Crashes and Dissertations
On July 16, 1994, Comet Shoemaker-Levy 9 began it’s week-long assault on the planet Jupiter. It didn’t work out well for the comet. And, it tends not to work out well for dissertation students when they do the same thing…
I started graduate school in Astronomy & Astrophysics at the University of Chicago just a few months after Comet Shoemaker-Levy 9 was making news in the popular media for crashing into our solar system’s largest planet.
Being more than a bit of a science geek, I just couldn’t resist bringing this up today and drawing some parallels with the plights of many dissertation students.
Have you ever felt that your dissertation chair was wrong and that you have to argue your point in order to make any headway?

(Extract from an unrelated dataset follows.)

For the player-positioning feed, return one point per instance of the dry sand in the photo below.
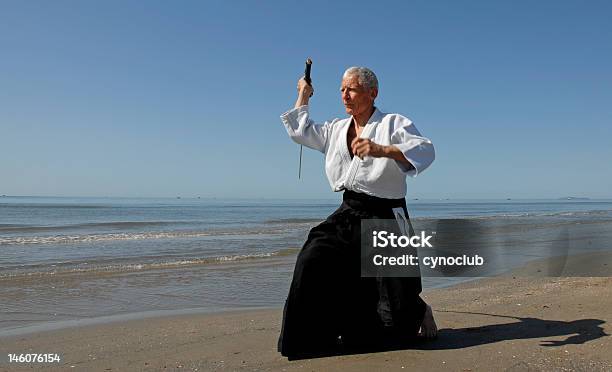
(558, 324)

Crash!
Have you ever thought that you have to defend your choice of dissertation topic and that your committee just doesn’t get it? Crash!

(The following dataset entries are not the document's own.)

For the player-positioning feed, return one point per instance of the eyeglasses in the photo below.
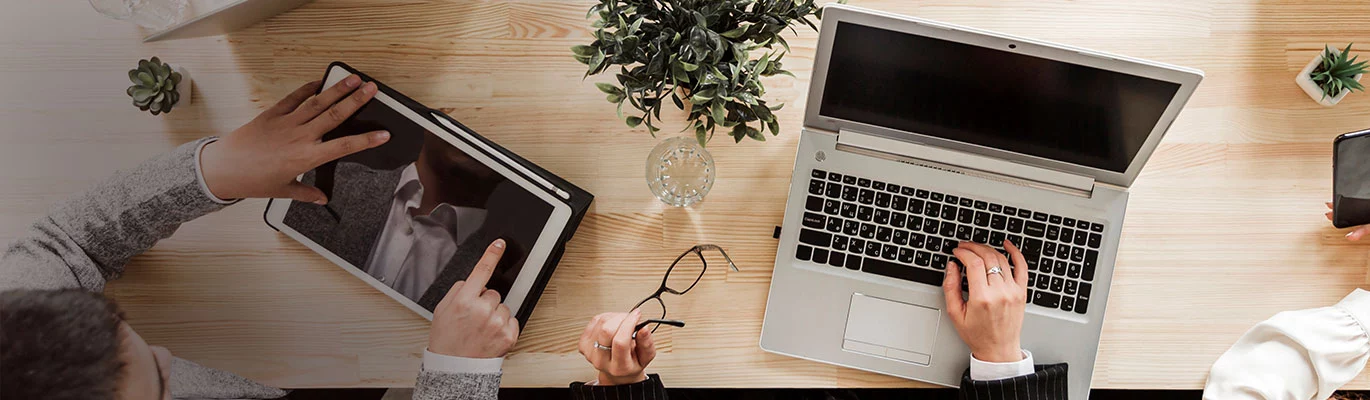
(680, 277)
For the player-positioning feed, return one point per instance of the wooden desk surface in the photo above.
(1225, 225)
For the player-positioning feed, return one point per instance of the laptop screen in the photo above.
(991, 97)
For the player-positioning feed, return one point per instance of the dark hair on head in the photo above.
(59, 345)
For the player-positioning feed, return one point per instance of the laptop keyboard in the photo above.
(908, 233)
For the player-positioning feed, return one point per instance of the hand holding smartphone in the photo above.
(1351, 182)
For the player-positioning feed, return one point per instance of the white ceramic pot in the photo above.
(184, 89)
(1313, 89)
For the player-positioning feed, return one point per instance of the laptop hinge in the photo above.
(965, 163)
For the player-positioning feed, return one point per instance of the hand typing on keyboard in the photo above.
(989, 321)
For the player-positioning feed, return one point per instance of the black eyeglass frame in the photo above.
(698, 251)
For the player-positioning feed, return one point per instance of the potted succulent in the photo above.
(704, 56)
(158, 86)
(1332, 76)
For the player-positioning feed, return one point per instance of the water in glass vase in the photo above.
(680, 171)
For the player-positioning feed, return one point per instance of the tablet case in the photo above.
(580, 199)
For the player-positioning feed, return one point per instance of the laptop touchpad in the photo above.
(891, 329)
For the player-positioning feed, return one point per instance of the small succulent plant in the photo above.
(1337, 73)
(154, 86)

Have you ever felt that no one could possibly understand what your committee wants? Crash!
Have you ever argued that your dissertation should be expanded to include more elements in order to completely explore your topic? Crash!
Have your ever felt that you will never be able to come up with a dissertation topic? CRASH!
Dissertation students crash into all sorts of things: their chairs, their committees, their topics, but most often…themselves!
There are three things you should keep in mind while working on your dissertation: clarity, simplicity, and detachment.
First, you should be clear about exactly what your dissertation will entail and why you are doing it. For most students, the reason why you are working on a dissertation is to earn your doctoral degree. Not to end hunger, cure cancer, or bring about world peace. So, don’t choose a topic that makes it virtually impossible to graduate.
Second, keep it simple. Far too many students add more and more complexity their studies as they go along. Your goal should be to removeextraneous elements from your study, not add extraneous elements to your study!
Finally, you must maintain a certain professional detachment from your study. Don’t go to war with your chair or other committee members over your topic, your research questions, or your research design. Wars are never clean and seldom quick. Remember that you’re in this to graduate. And, you will not graduate until your committee is happy with your dissertation.
While Comet Shoemaker-Levy 9 was actually drawn into its crash with Jupiter by the immense pull of Jupiter’s gravity, doctoral students have a choice. You can choose to be flexible, rather than intractable. You can choose to accept your chair’s reccomendations, rather than butt heads. You can choose to simplify, rather than complicate.